JEFFERSON CITY -- A House bill seeking to prohibit local governments from barring individuals with felony convictions from working at businesses that sell liquor or lottery tickets could help combat worker shortages and recidivism rates, a retail advocacy group said.
The bill is a follow-up to language signed into law last year that eliminated a state prohibition barring applicants from working in alcohol or lottery ticket sales based solely on a prior felony conviction. Those provisions were passed as part of an omnibus public safety bill that included several sections on criminal justice reform.
This year's effort would expound on those changes by prohibiting local governments from enacting restrictions more stringent than the state's.
David Overfelt, president of the Missouri Retailers Association, supported the bill.

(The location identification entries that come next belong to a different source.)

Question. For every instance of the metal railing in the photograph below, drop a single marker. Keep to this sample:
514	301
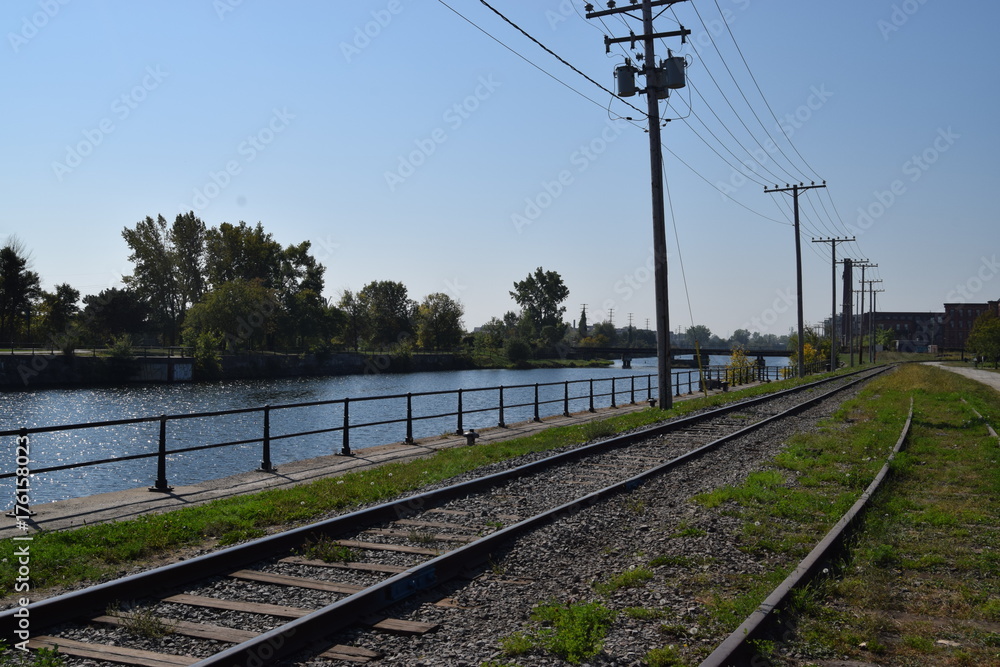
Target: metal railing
507	400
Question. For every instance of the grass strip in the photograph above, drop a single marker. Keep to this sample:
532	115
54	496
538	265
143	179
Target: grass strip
783	510
103	551
922	583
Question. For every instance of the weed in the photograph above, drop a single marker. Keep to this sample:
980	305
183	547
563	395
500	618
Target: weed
518	643
421	537
573	632
141	621
43	657
672	561
644	613
668	656
328	550
627	579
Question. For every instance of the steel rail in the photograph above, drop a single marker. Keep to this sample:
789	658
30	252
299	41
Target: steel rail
297	634
69	606
736	649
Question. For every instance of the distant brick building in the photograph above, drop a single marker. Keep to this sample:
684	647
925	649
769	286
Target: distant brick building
913	332
959	318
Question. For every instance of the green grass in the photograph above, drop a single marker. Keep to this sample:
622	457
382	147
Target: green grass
928	545
105	550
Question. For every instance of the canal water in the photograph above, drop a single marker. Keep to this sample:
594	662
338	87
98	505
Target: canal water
47	407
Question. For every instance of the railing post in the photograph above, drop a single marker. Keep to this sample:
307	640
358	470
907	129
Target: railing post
346	449
501	424
265	459
409	417
537	417
161	460
22	480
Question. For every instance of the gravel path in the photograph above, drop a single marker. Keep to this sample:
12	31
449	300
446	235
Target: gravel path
562	562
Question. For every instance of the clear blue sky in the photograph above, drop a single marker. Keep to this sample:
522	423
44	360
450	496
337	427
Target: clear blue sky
402	141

He said his association opposed the government regulating retail employment decisions and pointed to widespread shortages that those with felony convictions could easily fill.

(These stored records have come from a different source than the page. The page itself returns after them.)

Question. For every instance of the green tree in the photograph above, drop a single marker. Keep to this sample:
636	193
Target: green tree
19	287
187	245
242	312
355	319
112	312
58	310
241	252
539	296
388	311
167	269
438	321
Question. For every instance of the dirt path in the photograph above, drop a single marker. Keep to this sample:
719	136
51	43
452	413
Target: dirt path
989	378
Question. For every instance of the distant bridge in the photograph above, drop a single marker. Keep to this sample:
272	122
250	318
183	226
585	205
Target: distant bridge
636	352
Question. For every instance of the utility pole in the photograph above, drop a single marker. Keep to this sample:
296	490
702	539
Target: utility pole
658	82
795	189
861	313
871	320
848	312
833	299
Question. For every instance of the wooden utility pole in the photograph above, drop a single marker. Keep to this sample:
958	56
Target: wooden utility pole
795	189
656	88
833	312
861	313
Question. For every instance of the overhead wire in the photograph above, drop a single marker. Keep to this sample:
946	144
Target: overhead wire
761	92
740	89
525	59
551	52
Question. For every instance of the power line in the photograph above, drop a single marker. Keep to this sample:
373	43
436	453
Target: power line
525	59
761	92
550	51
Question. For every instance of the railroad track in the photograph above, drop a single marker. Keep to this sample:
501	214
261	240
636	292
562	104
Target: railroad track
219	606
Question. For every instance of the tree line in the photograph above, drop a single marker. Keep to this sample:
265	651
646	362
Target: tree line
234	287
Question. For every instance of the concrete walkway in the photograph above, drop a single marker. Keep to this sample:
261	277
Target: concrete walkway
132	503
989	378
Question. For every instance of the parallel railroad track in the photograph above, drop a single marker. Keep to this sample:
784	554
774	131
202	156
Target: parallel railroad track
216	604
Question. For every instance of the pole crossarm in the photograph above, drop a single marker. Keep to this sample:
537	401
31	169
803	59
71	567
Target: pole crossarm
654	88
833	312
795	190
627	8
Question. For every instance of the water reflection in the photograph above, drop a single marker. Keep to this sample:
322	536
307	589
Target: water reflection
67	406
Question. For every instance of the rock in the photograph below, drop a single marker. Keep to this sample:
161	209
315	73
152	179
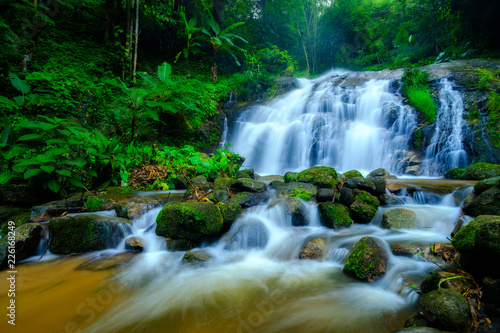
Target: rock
324	195
380	173
189	220
445	280
366	261
398	218
85	233
248	185
320	176
313	250
300	190
486	203
195	257
334	215
106	261
134	244
478	244
247	199
480	171
25	242
364	207
352	174
486	184
445	309
290	177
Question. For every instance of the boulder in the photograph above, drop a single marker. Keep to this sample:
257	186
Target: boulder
486	203
85	233
189	220
320	176
445	309
248	199
334	215
478	244
313	250
25	244
398	218
480	171
366	261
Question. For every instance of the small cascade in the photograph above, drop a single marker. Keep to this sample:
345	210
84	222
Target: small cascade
446	150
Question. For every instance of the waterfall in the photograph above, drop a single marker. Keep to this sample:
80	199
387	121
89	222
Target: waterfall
323	123
446	150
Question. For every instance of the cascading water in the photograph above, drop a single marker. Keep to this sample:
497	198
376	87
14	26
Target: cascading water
446	150
321	123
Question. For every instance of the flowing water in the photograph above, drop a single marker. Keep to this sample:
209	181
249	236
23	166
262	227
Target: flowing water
254	281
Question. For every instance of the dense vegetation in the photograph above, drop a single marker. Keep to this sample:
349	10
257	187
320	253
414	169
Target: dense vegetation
94	89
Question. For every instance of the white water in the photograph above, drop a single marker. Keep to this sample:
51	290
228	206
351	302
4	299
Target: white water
360	128
446	150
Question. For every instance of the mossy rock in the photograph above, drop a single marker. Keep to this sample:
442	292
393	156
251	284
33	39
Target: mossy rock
248	199
366	261
26	240
86	233
313	250
189	220
479	246
290	177
398	218
445	309
480	171
364	208
334	215
352	174
320	176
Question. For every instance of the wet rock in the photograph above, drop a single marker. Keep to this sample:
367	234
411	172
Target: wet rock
445	309
325	195
480	171
364	208
189	220
248	185
85	233
248	199
195	257
25	242
106	261
134	244
334	215
352	174
478	244
366	261
313	250
445	280
398	218
320	176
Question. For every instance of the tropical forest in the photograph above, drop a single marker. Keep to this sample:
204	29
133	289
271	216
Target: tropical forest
257	166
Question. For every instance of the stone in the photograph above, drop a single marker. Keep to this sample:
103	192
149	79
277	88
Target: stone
320	176
479	246
313	250
134	244
86	233
398	218
366	261
334	215
445	309
26	240
189	220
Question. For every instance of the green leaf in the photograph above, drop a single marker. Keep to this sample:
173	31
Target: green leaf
19	84
31	173
47	168
27	137
6	176
54	185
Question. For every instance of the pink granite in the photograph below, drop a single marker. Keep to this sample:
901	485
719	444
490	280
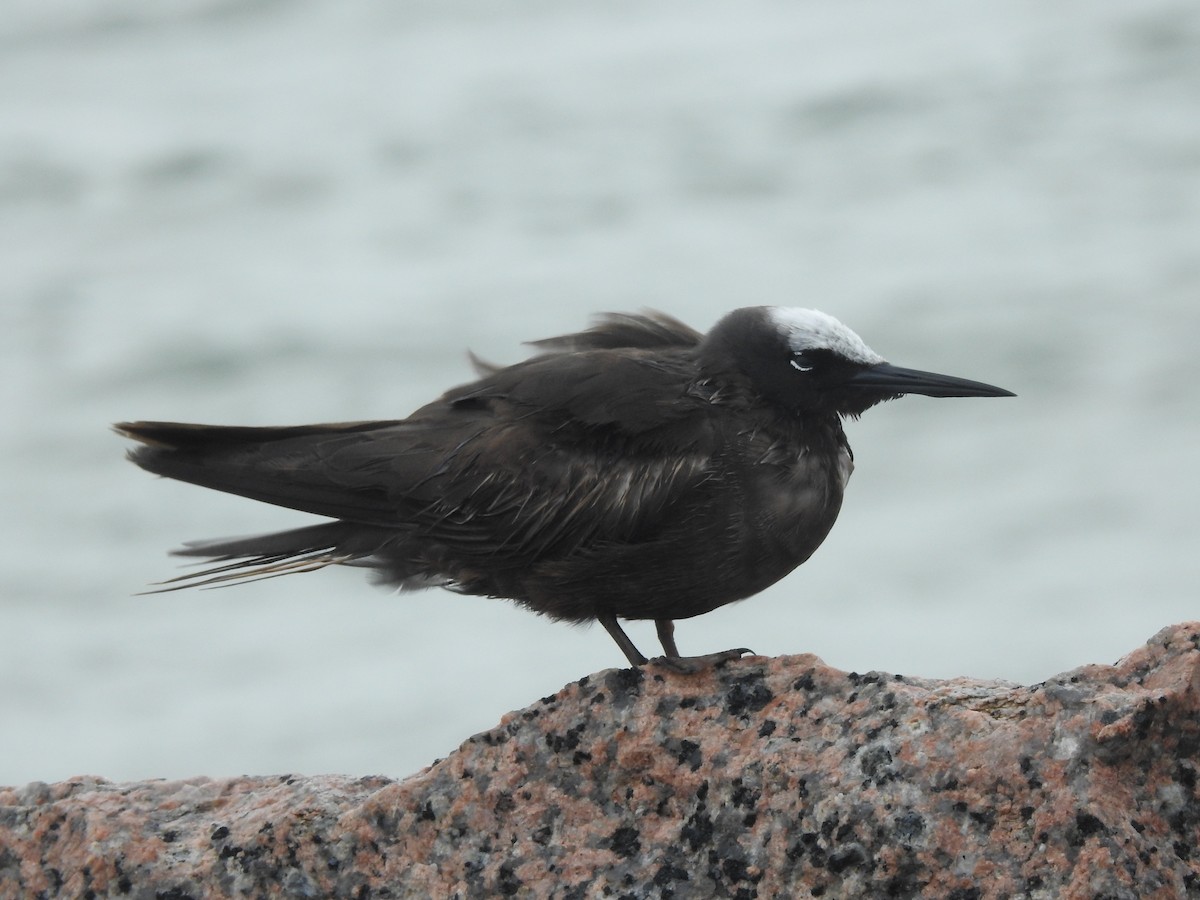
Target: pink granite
768	778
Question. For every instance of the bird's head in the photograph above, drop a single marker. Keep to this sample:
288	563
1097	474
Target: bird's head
809	361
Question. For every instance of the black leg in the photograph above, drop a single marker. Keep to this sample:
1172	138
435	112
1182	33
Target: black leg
610	622
666	636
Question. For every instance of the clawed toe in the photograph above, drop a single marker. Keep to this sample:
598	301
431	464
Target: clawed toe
695	665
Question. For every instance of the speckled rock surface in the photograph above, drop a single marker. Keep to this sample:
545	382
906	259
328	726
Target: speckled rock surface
767	778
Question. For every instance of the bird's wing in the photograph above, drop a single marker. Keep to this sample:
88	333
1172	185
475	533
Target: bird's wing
516	459
627	390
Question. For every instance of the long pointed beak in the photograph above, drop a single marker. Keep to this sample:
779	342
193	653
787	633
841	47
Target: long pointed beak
894	379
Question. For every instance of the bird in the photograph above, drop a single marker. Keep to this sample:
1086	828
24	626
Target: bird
636	469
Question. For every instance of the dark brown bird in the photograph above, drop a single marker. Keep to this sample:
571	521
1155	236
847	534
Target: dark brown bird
635	471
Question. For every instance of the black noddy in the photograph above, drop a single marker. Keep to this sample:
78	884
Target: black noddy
635	471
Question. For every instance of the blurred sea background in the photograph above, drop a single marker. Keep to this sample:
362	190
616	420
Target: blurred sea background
289	211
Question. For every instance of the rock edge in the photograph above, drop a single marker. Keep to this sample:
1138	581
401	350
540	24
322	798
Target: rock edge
765	778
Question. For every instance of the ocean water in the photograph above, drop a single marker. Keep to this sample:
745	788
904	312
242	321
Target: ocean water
285	211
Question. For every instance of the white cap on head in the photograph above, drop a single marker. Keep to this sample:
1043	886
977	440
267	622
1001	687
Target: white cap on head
815	330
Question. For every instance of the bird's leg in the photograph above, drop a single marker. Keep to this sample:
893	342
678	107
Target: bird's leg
688	665
631	653
666	636
673	661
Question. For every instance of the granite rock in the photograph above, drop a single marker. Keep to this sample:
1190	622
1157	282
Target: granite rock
765	778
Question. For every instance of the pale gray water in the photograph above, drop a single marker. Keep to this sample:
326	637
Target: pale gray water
282	213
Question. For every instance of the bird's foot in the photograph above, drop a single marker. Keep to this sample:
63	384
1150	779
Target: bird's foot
695	665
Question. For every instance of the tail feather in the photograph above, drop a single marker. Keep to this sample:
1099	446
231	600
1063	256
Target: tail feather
283	466
268	556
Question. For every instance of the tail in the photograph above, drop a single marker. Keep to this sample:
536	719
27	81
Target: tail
268	556
288	467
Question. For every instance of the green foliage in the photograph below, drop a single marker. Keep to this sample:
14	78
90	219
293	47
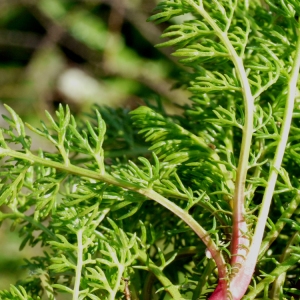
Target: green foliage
212	213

"The business community should be able to make these decisions on its own," Overfelt told the (Jefferson City) News Tribune. "If it's something we can discuss with them, we might be able to hire more people and give them a chance they need. With so many job openings right now, I think we could find a lot of people that would qualify to fill those jobs while giving them the opportunity to turn their lives around. There's no reason for the state to get in the way of that."
Sponsor Rep. Cheri Toalson Reisch, R-Hallsville, told her colleagues during a public hearing before the House Crime Prevention Committee last week the bill would be a boon for business owners seeking new hires as well as those struggling to find employment, but noted it would not remove barriers that prohibit individuals with felony convictions from holding liquor or gaming licenses themselves.
"This is an employer freedom bill, a job creation and criminal justice reform bill all rolled into one," Toalson Reisch said. "This does preclude them from having a liquor license or a gaming license, a felon cannot hold those. They can strictly be an employee."
She said she had heard from two people in her district who had gained employment at grocery stores that sell liquor since the law changed last year with assistance from in2Action, a local organization that helps those recently released from prison find jobs.
The bill was also backed by the St. Louis-based Jewish Community Relations Council, with Deputy Director Cheryl Lynn Adelstein touting the removal of local barriers as a vital step toward reducing Missouri's recidivism rates.
"Reducing barriers to employment, is one of several tools to help reduce the recidivism rate in Missouri," she said in a written statement. "After release from incarceration, returning citizens must navigate a complex set of barriers which makes resuming any semblance of a normal life nearly impossible. Prior criminalization degrades the conditions that can aid in recovery, such as access to additional and mental health treatment programs, support networks, gainful employment and education.
"Finding paid employment can be nearly impossible due to the stigma of incarceration and the occupational licensure boards which are allowed to reject applicants with criminal histories, even when that history has no relevance to the job in question. This clarification will enable more returning citizens access to employment and reduce recidivism."
The committee took action on the bill Monday, giving it the green light with one vote in opposition. Rep. Brian Seitz, R-Branson, voted against its passage, saying the bill would impede local governments' authority.
"I'm concerned about it taking away local control from our communities like Branson, there have been local control concerns over the past couple of years," Seitz said.
No other lawmakers or witnesses have spoken in opposition to the proposal during its time in committee.